Qureshi's first book, In Spite of Oceans, received The John C Laurence Award. In 2020, Huma won the Harper's Bazaar Short Story Prize.

==Early life and education==
Qureshi was born in the UK to Pakistani parents and brought up in the West Midlands. She attended King Edward VI High School For Girls, Edgbaston, Birmingham and graduated with a BA in English Literature and French from the University of Warwick, followed by an MA from Sciences Po Paris, the Paris Institute of Political Studies and King's College London. She got her first break at The Observer, where she was offered a job as a reporter after having worked as an intern for three months. She wrote for The Observer and The Guardian for several years before leaving to go freelance.

==Personal life==
Qureshi is married with three sons. She wrote about her childhood, upbringing and marriage in her memoir, How We Met. She lives in London.

==Works==
- Playing Games (2023, Sceptre)
- Things We Do Not Tell The People We Love (2021, Sceptre)
- How We Met: A Memoir Of Love and Other Misadventures (2021, Elliott & Thompson)
- In Spite of Oceans (2014, History Press)

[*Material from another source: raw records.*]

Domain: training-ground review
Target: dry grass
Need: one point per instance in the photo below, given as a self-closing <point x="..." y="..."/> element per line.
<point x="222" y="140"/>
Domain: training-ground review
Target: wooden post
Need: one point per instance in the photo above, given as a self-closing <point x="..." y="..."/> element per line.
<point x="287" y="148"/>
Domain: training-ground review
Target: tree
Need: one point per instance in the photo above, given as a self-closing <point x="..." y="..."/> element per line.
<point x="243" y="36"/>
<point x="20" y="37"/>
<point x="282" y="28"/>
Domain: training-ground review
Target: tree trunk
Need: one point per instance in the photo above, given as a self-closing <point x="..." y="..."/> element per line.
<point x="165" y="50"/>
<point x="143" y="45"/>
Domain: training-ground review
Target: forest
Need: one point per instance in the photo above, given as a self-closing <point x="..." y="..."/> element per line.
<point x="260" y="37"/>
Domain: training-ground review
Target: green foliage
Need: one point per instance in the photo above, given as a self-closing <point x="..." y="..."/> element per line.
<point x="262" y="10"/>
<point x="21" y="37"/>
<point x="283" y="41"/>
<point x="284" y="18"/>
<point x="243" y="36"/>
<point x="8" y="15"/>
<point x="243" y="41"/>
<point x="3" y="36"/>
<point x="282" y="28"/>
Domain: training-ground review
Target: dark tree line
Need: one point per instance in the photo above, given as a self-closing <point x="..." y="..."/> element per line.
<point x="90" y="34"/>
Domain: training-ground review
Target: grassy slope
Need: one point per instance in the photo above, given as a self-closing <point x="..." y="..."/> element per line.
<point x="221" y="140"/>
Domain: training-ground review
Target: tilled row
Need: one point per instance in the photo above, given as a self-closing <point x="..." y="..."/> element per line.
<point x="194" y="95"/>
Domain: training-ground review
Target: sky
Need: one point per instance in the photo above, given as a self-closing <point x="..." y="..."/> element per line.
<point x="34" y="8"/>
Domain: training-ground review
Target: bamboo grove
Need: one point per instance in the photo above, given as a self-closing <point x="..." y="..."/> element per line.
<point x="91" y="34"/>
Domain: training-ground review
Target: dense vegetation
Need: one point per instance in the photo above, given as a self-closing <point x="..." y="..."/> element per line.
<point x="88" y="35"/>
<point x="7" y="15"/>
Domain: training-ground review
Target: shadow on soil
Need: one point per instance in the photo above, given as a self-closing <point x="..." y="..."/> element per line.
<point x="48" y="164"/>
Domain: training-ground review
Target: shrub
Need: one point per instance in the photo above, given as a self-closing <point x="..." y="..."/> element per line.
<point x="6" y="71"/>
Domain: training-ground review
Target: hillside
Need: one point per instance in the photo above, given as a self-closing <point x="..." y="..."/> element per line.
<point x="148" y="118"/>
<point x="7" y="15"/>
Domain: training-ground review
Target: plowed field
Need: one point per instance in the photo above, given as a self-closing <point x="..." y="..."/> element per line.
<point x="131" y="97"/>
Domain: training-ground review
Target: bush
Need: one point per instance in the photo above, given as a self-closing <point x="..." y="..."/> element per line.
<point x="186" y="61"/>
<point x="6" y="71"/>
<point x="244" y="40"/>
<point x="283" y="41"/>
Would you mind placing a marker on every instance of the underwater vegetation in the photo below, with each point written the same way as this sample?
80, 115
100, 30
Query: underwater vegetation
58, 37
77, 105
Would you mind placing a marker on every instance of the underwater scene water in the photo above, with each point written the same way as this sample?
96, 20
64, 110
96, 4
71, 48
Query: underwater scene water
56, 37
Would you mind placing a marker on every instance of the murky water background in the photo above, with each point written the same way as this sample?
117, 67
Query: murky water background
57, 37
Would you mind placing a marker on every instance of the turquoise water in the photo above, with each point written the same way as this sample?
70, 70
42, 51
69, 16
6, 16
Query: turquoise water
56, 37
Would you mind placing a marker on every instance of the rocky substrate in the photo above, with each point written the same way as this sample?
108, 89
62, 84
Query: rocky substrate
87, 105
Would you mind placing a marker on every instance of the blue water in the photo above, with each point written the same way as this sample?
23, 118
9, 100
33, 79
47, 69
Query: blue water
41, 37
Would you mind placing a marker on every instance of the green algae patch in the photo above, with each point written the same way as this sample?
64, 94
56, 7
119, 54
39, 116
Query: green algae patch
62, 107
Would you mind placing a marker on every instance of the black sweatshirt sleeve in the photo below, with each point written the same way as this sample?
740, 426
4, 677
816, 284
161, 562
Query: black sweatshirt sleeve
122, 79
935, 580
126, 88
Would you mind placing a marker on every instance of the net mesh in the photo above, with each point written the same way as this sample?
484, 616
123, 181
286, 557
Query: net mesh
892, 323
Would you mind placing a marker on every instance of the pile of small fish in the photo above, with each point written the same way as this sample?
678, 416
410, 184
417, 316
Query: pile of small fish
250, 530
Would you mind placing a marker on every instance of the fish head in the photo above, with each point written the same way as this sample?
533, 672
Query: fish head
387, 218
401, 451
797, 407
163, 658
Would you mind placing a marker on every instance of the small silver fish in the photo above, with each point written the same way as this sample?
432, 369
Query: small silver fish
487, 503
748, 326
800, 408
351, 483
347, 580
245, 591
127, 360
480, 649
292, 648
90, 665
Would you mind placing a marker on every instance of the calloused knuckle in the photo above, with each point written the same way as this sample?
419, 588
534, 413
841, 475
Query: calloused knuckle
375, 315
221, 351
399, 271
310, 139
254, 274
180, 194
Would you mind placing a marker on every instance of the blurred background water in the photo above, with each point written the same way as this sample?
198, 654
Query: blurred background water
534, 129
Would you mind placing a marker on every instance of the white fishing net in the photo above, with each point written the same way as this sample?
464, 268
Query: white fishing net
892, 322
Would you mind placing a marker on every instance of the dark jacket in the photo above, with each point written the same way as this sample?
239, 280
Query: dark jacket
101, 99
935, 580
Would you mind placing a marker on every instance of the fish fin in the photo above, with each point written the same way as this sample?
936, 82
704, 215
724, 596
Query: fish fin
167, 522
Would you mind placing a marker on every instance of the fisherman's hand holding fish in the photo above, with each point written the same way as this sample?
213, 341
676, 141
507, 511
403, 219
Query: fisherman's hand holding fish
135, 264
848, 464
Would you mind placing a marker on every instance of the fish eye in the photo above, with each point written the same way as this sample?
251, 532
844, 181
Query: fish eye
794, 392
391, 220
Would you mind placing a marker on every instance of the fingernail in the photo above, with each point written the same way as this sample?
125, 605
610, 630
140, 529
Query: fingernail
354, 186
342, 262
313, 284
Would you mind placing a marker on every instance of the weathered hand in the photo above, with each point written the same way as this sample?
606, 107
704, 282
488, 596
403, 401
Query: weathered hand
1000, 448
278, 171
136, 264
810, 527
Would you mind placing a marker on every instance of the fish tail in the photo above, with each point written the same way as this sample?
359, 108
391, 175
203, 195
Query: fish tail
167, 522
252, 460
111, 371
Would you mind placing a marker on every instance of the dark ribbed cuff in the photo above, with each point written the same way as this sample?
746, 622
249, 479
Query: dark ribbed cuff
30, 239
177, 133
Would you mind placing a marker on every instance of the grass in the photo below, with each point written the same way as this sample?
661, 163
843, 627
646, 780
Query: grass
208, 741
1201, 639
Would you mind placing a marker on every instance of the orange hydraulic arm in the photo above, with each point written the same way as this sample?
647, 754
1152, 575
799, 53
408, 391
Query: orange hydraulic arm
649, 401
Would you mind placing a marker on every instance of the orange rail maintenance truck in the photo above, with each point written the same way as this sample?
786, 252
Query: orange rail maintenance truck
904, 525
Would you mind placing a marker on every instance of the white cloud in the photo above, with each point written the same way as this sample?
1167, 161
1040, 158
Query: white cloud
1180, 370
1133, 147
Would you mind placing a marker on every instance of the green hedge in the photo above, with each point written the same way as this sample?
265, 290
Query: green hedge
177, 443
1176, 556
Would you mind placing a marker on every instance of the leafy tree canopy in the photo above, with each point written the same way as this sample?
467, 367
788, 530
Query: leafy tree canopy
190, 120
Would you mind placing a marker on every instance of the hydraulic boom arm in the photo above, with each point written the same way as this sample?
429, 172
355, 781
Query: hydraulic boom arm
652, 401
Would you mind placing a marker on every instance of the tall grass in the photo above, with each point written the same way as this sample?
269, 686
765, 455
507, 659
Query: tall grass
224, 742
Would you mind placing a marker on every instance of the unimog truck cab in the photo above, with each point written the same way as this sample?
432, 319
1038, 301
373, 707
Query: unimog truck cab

==Awards and recognition==

Literary Awards
- 2022 – The Edge Hill Prize (Things We Do Not Tell The People We Love - longlist)
- 2022 – The Jhalak Prize (Things We Do Not Tell The People We Love - longlist)
- 2022 – Books Are My Bag Non-Fiction Prize (How We Met - shortlist)
- 2020 – Harper's Bazaar Short Story Prize (winner)
- 2020 – SI Leeds Literary Prize (Things We Do Not Tell The People We Love - shortlist)
- 2020 – Bricklane Bookshop Short Story Award (shortlist)
- 2019 – Benedict Kiely Short Story Award (shortlist + second place)
- 2014 – The Authors' Foundation, John C Laurence Award (In Spite of Oceans)

Journalism Awards
- 2008 – Women of the Future Media Awards (Commended)
- 2008 – Finalist in the Prince of Wales Mosaic Talent awards (Arts, Culture and Media category)
- 2007 – Most Promising Newcomer at the BIBA press awards.